Marc Hazart, groupe Physique du SNES

Dokéos, « simple » plate-forme d’apprentissage en ligne ?

Points de vue de physiciens

Publié le juin 2009

Depuis quelques années, le système éducatif prend conscience de la nécessité d’intégrer l’outil informatique au sein des pratiques de classe. Dans le paysage numérique devenu florissant, nous vous présentons Dokéos, une plate-forme d’apprentissage en ligne, choisie parmi bien d’autres (Claroline, AnaXagora, Moodle, etc.). Pourquoi Dokéos ? Parce que l’utilisation de cette plate-forme connaît actuellement un essor important, notamment auprès des collèges et lycées de la région PACA.

Sur cette page :

| Que propose une telle plate-forme ? | Des questions pour décider de l’usage qu’on en fera (ferait) ? |
Morceaux choisis | Pour en savoir plus sur le travail collaboratif |

size="2">Que propose une telle plate-forme ?}

En premier lieu, l’outil propose au professeur de partager des documents, de les rendre accessibles à un public ciblé (élèves, groupes, classes entières), à la fois au sein de l’établissement et au domicile des élèves. Il permet en outre de mettre en place un cours complet, par séquences, avec la possibilité d’évaluer des acquis étape par étape. Il existe aussi des fonctionnalités bien plus complexes comme la vidéo conférence.

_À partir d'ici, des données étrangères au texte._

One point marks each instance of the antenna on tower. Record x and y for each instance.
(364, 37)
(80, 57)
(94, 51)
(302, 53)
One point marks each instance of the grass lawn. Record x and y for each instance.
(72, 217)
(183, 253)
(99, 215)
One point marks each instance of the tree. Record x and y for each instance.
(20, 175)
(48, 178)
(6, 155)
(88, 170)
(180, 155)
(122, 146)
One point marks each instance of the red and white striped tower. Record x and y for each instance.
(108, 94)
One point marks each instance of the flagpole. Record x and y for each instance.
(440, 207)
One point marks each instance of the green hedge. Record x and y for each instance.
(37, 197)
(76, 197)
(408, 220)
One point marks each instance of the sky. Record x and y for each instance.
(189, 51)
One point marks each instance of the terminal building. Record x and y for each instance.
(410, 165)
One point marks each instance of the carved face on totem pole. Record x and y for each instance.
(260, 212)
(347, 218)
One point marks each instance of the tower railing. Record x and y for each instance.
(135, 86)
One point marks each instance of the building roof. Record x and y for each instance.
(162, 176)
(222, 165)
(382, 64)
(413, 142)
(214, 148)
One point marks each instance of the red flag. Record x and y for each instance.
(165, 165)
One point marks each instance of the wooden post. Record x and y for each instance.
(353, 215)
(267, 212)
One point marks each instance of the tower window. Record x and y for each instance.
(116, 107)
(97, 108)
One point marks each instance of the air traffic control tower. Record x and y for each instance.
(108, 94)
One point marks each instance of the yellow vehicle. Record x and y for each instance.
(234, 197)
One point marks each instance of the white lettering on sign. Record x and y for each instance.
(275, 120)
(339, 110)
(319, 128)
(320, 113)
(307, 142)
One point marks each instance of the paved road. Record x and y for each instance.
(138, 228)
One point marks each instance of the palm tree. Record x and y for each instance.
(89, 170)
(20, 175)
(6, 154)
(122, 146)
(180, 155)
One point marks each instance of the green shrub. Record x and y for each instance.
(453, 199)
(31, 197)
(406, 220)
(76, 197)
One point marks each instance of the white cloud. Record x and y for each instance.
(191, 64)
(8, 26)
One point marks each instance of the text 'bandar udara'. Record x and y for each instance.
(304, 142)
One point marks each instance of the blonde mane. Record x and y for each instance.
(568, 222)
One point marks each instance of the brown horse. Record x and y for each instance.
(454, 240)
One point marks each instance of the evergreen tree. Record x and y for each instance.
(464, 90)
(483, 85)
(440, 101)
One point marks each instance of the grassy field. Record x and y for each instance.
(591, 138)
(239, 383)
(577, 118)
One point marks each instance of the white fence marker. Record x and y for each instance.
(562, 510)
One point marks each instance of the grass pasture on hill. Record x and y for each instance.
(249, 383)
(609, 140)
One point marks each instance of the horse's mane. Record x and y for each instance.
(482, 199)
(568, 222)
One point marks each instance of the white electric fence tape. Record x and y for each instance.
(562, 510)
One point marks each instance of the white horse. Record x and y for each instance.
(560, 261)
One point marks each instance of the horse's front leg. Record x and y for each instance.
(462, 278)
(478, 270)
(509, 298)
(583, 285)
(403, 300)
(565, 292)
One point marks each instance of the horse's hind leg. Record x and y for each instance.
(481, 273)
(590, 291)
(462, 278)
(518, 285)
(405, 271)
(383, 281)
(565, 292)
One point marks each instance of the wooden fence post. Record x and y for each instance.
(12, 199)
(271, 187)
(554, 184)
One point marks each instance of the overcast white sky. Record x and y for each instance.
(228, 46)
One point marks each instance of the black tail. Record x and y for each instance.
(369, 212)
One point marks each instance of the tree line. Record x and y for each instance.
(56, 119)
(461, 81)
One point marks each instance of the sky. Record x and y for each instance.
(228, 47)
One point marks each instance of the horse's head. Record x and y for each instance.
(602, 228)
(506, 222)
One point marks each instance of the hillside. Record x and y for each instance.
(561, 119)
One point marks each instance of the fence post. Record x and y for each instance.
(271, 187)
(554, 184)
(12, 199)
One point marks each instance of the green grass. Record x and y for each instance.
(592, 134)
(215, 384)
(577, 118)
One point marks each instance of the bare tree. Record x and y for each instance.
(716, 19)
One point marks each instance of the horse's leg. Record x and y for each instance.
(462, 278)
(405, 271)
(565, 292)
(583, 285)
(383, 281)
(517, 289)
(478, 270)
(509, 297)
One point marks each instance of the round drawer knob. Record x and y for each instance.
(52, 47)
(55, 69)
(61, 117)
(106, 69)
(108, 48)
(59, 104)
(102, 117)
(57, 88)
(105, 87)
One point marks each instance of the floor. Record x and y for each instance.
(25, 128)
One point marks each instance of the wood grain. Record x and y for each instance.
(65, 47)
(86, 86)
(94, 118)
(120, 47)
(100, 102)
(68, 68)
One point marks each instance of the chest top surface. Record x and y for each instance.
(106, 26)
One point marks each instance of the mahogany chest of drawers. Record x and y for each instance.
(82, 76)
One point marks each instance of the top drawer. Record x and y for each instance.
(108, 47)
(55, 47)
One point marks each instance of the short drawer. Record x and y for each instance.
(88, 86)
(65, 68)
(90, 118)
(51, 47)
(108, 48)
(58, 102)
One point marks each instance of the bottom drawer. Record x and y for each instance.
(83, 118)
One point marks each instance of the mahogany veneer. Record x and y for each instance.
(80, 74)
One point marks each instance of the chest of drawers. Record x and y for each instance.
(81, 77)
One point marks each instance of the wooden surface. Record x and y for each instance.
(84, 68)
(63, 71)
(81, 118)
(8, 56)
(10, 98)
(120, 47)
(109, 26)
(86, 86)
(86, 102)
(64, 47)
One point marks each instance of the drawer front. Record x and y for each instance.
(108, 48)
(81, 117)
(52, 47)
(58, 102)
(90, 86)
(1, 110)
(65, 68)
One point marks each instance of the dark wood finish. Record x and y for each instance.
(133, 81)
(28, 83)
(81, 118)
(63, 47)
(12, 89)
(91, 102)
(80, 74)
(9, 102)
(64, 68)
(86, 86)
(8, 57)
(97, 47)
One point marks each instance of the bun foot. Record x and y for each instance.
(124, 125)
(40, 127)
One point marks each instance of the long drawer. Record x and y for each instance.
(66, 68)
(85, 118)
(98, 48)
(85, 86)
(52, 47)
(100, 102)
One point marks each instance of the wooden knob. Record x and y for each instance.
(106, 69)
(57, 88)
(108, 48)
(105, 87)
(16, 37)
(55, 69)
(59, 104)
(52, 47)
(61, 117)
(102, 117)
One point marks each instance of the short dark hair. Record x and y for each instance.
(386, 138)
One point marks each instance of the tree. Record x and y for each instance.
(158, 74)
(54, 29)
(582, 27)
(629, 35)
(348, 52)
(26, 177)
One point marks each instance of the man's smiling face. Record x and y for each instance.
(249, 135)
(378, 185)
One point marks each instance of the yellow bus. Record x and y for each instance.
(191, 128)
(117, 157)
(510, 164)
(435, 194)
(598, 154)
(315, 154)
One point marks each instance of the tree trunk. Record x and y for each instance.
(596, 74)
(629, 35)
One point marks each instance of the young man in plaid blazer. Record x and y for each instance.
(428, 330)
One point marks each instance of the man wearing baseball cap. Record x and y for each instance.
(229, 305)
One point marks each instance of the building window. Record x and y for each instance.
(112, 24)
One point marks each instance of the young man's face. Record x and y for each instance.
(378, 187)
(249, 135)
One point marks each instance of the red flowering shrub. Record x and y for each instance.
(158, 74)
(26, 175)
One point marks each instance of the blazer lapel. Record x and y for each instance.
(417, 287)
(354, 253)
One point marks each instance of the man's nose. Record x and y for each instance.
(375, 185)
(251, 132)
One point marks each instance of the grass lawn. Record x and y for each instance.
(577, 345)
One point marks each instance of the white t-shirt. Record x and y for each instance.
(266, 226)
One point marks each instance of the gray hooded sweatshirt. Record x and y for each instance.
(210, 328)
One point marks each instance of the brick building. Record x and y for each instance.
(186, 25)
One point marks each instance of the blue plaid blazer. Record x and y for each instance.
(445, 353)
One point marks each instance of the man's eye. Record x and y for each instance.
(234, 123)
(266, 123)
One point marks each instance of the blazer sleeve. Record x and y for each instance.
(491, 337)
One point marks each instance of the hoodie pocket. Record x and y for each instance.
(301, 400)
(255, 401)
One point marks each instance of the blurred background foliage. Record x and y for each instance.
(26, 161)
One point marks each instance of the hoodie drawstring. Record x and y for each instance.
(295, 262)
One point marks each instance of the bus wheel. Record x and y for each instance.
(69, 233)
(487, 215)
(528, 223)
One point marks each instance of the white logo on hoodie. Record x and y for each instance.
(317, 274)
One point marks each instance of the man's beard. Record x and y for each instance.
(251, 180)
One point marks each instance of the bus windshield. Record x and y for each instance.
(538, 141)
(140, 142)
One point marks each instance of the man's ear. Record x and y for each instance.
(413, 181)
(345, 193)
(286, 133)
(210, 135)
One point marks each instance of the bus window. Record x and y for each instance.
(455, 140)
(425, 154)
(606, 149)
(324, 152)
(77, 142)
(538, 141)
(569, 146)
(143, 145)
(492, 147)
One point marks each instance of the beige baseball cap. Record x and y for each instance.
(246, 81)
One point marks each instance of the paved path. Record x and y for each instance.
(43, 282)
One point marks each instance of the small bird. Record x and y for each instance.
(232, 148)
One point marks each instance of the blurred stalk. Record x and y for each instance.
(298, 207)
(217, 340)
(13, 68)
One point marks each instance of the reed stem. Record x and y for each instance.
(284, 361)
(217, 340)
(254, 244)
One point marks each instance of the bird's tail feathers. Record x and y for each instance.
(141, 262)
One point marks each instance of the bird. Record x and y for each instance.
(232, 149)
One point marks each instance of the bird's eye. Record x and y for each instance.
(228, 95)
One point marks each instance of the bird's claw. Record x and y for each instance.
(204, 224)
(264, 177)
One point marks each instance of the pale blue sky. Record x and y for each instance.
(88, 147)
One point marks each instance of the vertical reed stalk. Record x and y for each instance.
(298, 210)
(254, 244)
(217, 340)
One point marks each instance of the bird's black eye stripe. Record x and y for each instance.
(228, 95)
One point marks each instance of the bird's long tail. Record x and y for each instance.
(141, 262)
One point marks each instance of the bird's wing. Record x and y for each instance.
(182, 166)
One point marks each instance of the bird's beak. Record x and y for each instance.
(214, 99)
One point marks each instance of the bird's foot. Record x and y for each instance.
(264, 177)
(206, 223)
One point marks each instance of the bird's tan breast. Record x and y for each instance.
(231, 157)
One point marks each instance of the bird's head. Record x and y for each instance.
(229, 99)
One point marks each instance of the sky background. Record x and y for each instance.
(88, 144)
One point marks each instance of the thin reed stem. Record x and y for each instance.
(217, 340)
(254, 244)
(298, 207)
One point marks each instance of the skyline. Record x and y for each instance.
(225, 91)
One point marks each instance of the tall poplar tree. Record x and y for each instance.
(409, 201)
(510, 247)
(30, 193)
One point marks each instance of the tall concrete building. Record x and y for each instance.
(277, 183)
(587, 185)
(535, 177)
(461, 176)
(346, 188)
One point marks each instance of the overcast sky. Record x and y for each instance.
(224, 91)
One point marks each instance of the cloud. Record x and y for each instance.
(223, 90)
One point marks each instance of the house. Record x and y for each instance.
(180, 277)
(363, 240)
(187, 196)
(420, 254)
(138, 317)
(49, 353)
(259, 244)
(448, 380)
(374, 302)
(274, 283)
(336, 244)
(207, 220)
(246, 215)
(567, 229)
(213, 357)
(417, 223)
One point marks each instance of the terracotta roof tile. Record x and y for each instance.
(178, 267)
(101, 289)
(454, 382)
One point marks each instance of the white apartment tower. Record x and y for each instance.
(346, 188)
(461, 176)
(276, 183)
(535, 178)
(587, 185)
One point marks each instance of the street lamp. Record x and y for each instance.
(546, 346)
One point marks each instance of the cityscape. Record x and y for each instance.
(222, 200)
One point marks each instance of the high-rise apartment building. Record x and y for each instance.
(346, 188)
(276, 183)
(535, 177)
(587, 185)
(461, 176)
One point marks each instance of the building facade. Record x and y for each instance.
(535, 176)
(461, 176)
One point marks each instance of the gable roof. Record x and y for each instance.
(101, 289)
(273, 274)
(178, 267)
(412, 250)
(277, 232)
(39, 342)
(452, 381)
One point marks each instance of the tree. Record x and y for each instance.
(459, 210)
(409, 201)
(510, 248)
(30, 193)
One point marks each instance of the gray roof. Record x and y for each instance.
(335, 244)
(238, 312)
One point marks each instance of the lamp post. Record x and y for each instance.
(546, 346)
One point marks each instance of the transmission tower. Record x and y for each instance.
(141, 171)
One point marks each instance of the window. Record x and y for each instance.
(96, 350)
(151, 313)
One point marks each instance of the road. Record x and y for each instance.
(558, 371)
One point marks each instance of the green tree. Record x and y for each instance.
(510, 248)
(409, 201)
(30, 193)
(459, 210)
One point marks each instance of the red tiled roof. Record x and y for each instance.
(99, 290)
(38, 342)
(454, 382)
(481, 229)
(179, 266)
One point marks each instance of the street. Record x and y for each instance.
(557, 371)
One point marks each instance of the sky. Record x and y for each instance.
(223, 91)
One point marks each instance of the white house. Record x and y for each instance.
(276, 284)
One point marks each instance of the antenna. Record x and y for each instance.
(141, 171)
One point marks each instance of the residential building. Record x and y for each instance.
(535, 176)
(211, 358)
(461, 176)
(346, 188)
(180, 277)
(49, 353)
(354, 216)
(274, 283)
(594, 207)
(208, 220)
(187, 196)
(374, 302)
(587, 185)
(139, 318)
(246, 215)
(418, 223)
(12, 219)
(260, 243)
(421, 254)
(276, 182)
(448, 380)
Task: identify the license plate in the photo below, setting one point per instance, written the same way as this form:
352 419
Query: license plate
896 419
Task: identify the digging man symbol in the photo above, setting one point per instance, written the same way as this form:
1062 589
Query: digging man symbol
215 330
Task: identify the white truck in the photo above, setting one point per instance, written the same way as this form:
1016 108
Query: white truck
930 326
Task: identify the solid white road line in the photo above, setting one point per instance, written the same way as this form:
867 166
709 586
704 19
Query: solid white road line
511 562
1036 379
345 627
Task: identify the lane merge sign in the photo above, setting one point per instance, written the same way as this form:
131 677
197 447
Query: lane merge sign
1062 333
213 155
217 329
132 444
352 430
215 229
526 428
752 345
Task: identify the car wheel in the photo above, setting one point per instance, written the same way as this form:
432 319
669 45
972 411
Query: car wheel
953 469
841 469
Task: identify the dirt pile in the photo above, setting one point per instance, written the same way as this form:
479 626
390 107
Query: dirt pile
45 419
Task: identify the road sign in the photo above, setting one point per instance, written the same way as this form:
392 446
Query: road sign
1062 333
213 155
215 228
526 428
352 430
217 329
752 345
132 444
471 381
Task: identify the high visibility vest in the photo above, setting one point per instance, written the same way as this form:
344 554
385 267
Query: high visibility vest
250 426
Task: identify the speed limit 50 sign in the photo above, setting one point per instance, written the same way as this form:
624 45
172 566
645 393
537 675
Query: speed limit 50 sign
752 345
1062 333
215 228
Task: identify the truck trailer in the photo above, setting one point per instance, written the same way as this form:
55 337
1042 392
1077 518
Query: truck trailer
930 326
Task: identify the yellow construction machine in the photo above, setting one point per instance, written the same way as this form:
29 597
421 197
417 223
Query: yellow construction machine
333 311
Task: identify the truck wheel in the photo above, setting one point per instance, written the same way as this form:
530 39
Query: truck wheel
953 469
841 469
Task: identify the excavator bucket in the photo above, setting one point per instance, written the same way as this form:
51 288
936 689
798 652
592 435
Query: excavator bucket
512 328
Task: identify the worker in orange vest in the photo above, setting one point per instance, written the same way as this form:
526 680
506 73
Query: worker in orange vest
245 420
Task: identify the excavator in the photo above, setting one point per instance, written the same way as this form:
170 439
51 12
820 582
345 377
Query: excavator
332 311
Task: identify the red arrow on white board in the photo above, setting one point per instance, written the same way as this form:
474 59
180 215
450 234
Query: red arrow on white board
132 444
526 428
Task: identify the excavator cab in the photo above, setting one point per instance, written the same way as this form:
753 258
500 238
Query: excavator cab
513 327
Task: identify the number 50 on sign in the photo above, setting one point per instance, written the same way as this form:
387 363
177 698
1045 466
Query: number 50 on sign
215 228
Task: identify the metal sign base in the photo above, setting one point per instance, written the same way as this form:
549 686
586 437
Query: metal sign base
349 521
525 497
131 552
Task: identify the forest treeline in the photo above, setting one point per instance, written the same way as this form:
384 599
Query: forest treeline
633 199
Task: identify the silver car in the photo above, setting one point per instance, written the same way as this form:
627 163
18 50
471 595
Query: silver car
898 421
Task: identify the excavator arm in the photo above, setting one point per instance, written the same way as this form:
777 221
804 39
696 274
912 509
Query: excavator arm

Bien que revendiquant un public large, Dokéos s’adresse en premier lieu au monde de l’entreprise. Le site de présentation en ligne ne mentionne d’ailleurs dans ses « clients » que de grosses entreprises du secteur médical et des administrations. Cette plate-forme de travail offre la possibilité de mettre en place un programme complet de formation interne en ligne, pour « optimiser les ressources humaines disponibles et améliorer la productivité ». Nous recommandons, au lecteur désireux de se former sa propre opinion, la lecture du « guide Dokéos pour la gestion de projet e-learning ».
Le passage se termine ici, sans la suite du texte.